Hidup itu bukan matematika, yang serba eksak, harus A atau harus B. Segala sesuatu itu bisa dibicarakan dan dicarikan jalan keluar.
Steven Covey mengajarkan, win-win solution itu cukup baik.
Win-Win solution artinya jika Ani sedang berunding dengan Budi, Ani misal dapat 50% keinginannya, sementara Budi juga dapat 50% keinginannya.
Sepakat. Itu namanya Win-Win Solution.
Bagi kebanyakan orang, win-win sudah okelah.
Pokoknya terjadi kesepakatan, 50% terpenuhi, sementara 50% sisanya, baik keinginan Ani mau pun Budi, tidak terpenuhi.
Dalam bukunya “The 8th Habit”, Steven Covey mengajarkan hal yang berbeda.
Konon Suku Indian punya kebiasaan unik saat ingin mengambil kesepakatan. Karena mempelajari kebiasaan Suku Indian inilah, muncul ide Steven Covey menulis buku The 8th Habit, mengajarkan kita menemukan ‘Alternatif ketiga.’
Penerapannya begini:
Ani terlebih dahulu mengungkapkan apa saja yang ada dihatinya. Keinginannya, rencananya, harapannya, apa saja yang ada di hatinya….. Selama Ani berbicara, Budi hanya boleh mendengarkan.
Kemudian gantian Budi yang berbicara. Sama seperti Ani, dilarang menyela. Pokoknya isi hati diungkapkan hingga tuntas.
Ternyata, ketika ke dua belah pihak sudah sama-sama mengerti, dan saling memahami, kerapkali bisa ditemukan Alternatif ketiga yang berbeda, ide baru, yang bisa menjawab 100% keinginan Ani dan 100% keinginan Budi.
Kalau pun tidak mencapai 100%, setidaknya keduanya bisa mendapatkan jauh lebih banyak daripada sekedar 50%.
Tentunya hal itu jauh lebih baik hasilnya daripada sekedar Win-Win solution, yang merupakan kesepakatan Menang & Kalah.
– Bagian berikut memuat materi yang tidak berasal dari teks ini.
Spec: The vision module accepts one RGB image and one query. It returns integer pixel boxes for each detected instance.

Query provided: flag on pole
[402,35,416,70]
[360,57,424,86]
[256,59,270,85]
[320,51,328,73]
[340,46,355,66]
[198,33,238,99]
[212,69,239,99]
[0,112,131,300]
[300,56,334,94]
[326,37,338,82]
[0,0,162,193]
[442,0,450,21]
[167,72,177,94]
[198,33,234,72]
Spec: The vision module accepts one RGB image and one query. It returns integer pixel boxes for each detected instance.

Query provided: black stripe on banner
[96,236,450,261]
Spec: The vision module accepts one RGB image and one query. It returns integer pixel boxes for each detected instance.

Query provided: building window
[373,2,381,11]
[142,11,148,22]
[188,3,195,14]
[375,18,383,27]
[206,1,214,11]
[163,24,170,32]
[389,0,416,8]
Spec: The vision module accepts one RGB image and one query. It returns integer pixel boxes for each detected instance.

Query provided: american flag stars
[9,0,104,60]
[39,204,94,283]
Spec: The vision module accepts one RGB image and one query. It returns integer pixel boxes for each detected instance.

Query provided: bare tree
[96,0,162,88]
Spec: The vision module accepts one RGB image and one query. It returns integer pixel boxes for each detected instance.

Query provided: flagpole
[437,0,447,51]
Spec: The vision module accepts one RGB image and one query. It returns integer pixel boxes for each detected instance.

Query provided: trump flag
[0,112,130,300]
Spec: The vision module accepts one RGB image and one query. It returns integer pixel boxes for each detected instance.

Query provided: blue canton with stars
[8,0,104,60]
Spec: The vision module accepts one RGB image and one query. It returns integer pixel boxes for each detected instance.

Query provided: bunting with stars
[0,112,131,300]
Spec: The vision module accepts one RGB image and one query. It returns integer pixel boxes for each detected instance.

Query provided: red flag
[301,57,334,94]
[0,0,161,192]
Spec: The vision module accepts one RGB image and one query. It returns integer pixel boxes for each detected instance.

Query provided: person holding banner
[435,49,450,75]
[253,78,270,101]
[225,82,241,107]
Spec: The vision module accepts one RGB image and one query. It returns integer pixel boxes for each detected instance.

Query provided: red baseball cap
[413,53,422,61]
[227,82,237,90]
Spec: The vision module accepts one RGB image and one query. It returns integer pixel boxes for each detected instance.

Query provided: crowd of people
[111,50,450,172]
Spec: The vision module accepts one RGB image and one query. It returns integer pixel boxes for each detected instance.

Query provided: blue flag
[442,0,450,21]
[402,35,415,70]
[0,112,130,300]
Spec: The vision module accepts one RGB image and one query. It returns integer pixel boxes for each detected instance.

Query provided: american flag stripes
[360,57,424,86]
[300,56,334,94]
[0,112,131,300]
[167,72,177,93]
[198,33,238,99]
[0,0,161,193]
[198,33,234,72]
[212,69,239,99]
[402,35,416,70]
Sementara Alternatif Ketiga dicapai dengan semangat untuk semaksimal mungkin bisa memenuhi harapan diri sendiri dan pihak lawan.
Lalu, lebih baik disampaikan tertulis atau lisan?
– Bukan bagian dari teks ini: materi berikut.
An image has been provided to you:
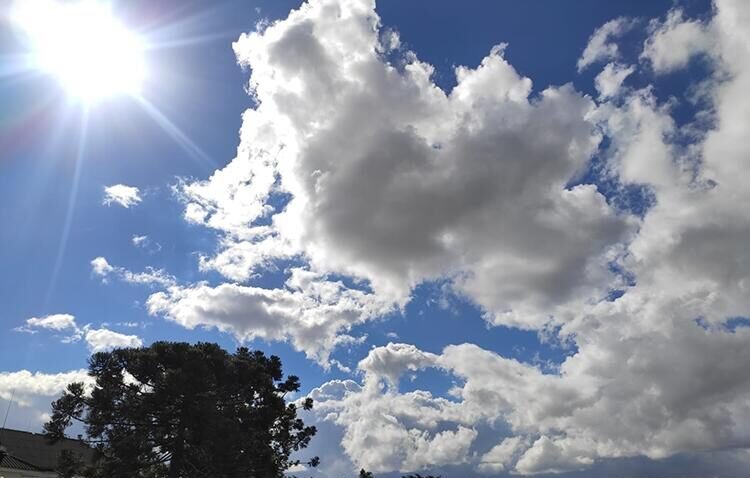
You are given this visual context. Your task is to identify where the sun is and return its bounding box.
[11,0,146,102]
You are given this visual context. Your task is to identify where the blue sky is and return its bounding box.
[0,0,750,478]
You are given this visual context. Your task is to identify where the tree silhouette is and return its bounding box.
[44,342,318,478]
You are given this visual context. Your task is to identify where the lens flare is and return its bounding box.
[11,0,146,102]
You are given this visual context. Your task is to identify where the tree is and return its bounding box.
[44,342,318,478]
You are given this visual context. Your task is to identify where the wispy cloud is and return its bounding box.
[102,184,143,209]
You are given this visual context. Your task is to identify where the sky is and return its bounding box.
[0,0,750,478]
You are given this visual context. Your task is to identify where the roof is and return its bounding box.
[0,428,94,471]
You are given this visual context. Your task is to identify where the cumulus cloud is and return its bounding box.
[90,257,177,287]
[147,269,392,364]
[84,329,143,353]
[14,314,143,353]
[641,7,726,74]
[0,369,93,431]
[128,0,750,474]
[14,314,81,343]
[578,17,635,71]
[173,1,634,340]
[102,184,143,209]
[594,63,635,100]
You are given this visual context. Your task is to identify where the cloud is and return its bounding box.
[14,314,143,353]
[130,234,161,254]
[594,63,635,100]
[641,9,715,74]
[91,257,177,287]
[102,184,143,209]
[0,370,91,406]
[179,2,635,338]
[578,17,635,72]
[147,269,391,364]
[14,314,81,343]
[0,369,93,431]
[111,0,750,474]
[85,329,143,353]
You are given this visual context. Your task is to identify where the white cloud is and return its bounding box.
[594,63,635,100]
[116,0,750,474]
[0,369,93,431]
[641,8,726,74]
[175,1,634,340]
[14,314,81,343]
[0,370,91,406]
[147,269,391,363]
[102,184,143,209]
[15,314,143,353]
[91,257,177,287]
[130,234,161,254]
[578,17,635,71]
[16,314,75,332]
[84,329,143,353]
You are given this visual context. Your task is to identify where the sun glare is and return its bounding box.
[12,0,146,102]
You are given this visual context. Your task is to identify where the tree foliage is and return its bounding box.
[45,342,318,478]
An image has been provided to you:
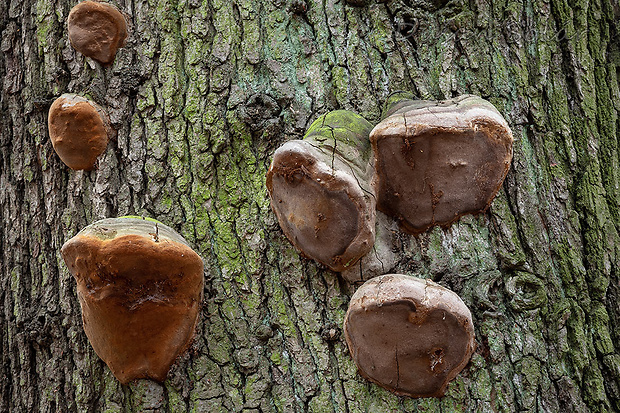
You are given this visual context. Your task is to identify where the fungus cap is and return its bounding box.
[47,94,111,171]
[266,111,375,271]
[67,0,127,65]
[370,95,513,235]
[344,274,474,398]
[61,217,204,384]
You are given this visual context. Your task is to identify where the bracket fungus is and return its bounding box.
[370,95,513,235]
[47,94,111,171]
[61,217,204,384]
[267,110,375,272]
[67,0,127,65]
[344,274,474,398]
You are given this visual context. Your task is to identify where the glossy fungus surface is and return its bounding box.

Tergantung situasi dan kondisinya. Mixed lebih baik.
Suatu ketika, saya mencoba menjelaskan sesuatu secara lisan pada seseorang, tetapi kesulitan… Karena dalam pembicaraan lisan, saya belum selesai mengungkapkan apa yang saya maksud, orang itu juga ingin menyampaikan pandangan dari sisinya. Masing-masing punya latar belakang dan alasan yang masuk akal, mengapa bertindak demikian.
Dengan tulisan, saya bisa mengungkapkan apa yang saya maksudkan dengan lebih runut, teratur dan jelas. Lengkap dengan didukung oleh pendapat William Ury dan Streven Covey dll.
Inilah contoh kekuatan dan kelemahan bahasa tertulis dan bahasa lisan.
Pilih mana?
“The meaning of your communication is the response that you get – Prasetya M. Brata.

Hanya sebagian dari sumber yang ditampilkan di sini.